In Cracking the Code, new music superstars ACME and Third Coast Percussion present two major works by leading American composer David T. Little: companion pieces that explore the tension between the individual, secrecy, and state violence.

Haunt of Last Nightfall, a visceral “ghost play in two acts” for percussion quartet and electronics, examines America’s role in the 1981 massacre at El Mozote, El Salvador. AGENCY, for string quartet and electronics, questions individual autonomy, whether we are subject to unknown and powerful social and political forces.

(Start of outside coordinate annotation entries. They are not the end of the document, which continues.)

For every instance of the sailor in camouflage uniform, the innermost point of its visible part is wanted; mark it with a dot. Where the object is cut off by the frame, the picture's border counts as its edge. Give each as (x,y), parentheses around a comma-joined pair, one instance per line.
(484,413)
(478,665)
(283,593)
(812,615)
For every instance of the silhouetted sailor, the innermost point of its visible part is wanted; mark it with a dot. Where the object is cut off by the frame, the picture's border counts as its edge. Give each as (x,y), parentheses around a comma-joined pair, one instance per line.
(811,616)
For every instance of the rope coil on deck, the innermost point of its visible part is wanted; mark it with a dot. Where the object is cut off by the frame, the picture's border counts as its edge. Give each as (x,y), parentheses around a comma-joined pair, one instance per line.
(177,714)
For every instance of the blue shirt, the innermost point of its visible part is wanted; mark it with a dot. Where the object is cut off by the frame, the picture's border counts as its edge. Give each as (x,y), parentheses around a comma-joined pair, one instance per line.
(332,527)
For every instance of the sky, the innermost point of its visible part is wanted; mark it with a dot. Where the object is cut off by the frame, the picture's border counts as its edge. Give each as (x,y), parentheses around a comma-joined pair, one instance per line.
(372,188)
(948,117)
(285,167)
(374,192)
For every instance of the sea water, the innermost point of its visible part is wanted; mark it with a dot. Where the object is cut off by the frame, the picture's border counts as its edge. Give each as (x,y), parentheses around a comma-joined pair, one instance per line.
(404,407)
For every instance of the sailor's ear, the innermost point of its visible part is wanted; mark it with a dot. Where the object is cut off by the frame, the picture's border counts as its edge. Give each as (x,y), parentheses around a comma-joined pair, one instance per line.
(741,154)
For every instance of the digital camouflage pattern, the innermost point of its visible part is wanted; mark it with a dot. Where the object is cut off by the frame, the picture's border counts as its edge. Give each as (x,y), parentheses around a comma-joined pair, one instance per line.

When paired together, The New York Times described the music as “forthright, visceral, bloody, with the intimacy and polish of a classical chamber ensemble but bulging with the loud, reverberant sweatiness of rock.”

Currently available for booking through jensenartists.com

Newspeak

Newspeak performs David T Little's Sweet Light Crude

Newspeak is an eight member amplified ensemble originally organized by David T. Little in 2001 in Ann Arbor, then reformed in New York in 2004 with Clarinetist Eileen Mack. Named after the though-limiting language in George Orwell’s 1984, Newspeak explores the grey area where art and politics mix. Through their programming, performances, and commissions, Newspeak seeks to reconsider, redefine, and ultimately reclaim the notion of socially engaged music and its place in contemporary society. Embedding elements of a rock band into a classical new music ensemble, Newspeak confronts the boundaries between the classical and the rock traditions.

New Music Bake Sale

New Music Bake Sale was an annual event co-sponsored by Newspeak, designed to bring together the remarkably diverse New York new music community. It provided both a structure in which each participating group could increase knowledge about their activities, and an opportunity to raise funds through the sale of merchandise and goods, and through an silent auction, on-going throughout the evening. The New Music Bake Sale recognized that there is a lot more new music in the city than an individual could ever possibly take in. In this it brought the new music to the audience–and thus brought a new audience to the music–in the spirit of community-building and camaraderie. Little was a co-founder of the event, served as project manager from 2008-2010, and served as part of the organizing committee through 2015.